The other shoe starts to fall

It's like watching a slow motion video of a car sliding into a wreck:

After years of piling debt on their homes, Americans are becoming more cautious about using them as a piggy bank. A cooling housing market and higher interest rates have made homeowners more reluctant to tap the equity they may have built up in their residences. The amount borrowers owe on their home-equity lines of credit has slipped in the past six months, to $561 billion at the end of March, the first such decline since 1999, according to new data from Equifax Inc. and Moody's Economy.com Inc. Although that decline was partly offset by a pickup in fixed-rate home-equity loans, total home-equity borrowing rose just 9% in the 12 months through March, well below the 21% average annual growth rate of the past five years.

That was from yesterday's WSJ. The last sentence is particularly amazing to me - the growth in equity extraction was 21% per year over the last 5 years?! This is bad news for the economy. Not unexpected, but bad news for sure. If people stop extracting equity from their homes, they will be unable to pay off their credit cards which is the funding mechanism they've been using to continue their consumption beyond any reasonable or rational limit (the current US savings rate in negative for the first time since the Great Depression). If they can't pay off their credit cards, they can't spend because they have no other method to pay for it. Net-net, the economy comes screeching to a halt.

This is from today's WSJ:

The U.S. economy slowed sharply in early 2007, retreating to its weakest pace in four years under the weight of the housing slump, while inflation accelerated... The surprisingly anemic pace lagged the fourth quarter's rate of 2.5% and reflected the slowest growth in GDP since 1.2% during the first quarter of 2003. Price-inflation gauges rose sharply in the first quarter. For instance, the price index for personal consumption expenditures rose by 3.4% after decreasing 1.0% in the fourth quarter. The PCE price gauge excluding food and energy grew 2.2%, after increasing 1.8% in the fourth quarter.

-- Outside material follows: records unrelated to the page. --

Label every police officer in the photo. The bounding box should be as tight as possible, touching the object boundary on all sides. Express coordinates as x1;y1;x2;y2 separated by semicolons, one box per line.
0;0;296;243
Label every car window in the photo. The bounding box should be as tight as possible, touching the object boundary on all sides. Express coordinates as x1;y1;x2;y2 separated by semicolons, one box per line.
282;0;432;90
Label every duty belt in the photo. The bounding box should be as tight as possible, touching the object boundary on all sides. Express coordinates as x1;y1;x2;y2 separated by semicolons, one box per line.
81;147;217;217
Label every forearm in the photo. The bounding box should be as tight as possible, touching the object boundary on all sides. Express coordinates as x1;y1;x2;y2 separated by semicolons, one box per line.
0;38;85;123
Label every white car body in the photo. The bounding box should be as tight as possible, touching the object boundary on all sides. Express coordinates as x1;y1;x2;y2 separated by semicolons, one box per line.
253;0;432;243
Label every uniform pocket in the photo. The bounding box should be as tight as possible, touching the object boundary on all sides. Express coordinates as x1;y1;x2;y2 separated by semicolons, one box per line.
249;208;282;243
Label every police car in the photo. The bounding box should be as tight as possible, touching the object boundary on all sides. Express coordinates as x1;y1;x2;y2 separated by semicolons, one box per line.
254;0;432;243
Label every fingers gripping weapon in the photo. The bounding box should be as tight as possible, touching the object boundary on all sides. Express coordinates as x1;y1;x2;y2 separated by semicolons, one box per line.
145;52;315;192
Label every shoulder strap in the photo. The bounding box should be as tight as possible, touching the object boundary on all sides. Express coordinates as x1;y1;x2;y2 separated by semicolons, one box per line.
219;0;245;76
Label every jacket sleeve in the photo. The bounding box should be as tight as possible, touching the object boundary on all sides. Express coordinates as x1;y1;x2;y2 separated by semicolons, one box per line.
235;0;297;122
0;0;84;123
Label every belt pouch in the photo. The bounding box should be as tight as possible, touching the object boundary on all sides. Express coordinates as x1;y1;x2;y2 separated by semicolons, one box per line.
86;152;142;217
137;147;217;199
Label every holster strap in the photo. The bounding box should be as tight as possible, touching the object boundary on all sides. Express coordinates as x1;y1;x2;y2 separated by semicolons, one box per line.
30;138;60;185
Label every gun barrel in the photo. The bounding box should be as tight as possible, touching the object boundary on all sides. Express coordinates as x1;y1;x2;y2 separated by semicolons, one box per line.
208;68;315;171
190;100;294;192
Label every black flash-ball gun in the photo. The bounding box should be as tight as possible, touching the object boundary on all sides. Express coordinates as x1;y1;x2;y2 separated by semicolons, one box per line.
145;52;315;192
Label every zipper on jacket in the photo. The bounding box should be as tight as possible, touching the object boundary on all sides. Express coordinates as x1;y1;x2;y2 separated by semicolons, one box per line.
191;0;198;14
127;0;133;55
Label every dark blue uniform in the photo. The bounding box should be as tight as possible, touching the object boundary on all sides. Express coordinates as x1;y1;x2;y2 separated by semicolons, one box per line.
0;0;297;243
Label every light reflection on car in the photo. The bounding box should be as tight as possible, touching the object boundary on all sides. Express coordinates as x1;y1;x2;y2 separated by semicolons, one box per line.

This is a double-whammy. With the economy slowing, job gains and income gains will likely cool as well, but at the same time the Fed, being laser-focused on inflation will feel some pressure to raise interest rates, which would ripple though the, yes, the housing market raising everyone's adjustable mortgages and lines of credit. It's a very tough place to be in when you simultaneously have a slowing economy and rising inflation because the levers that can help one will harm the other.

This is going to get really, really ugly.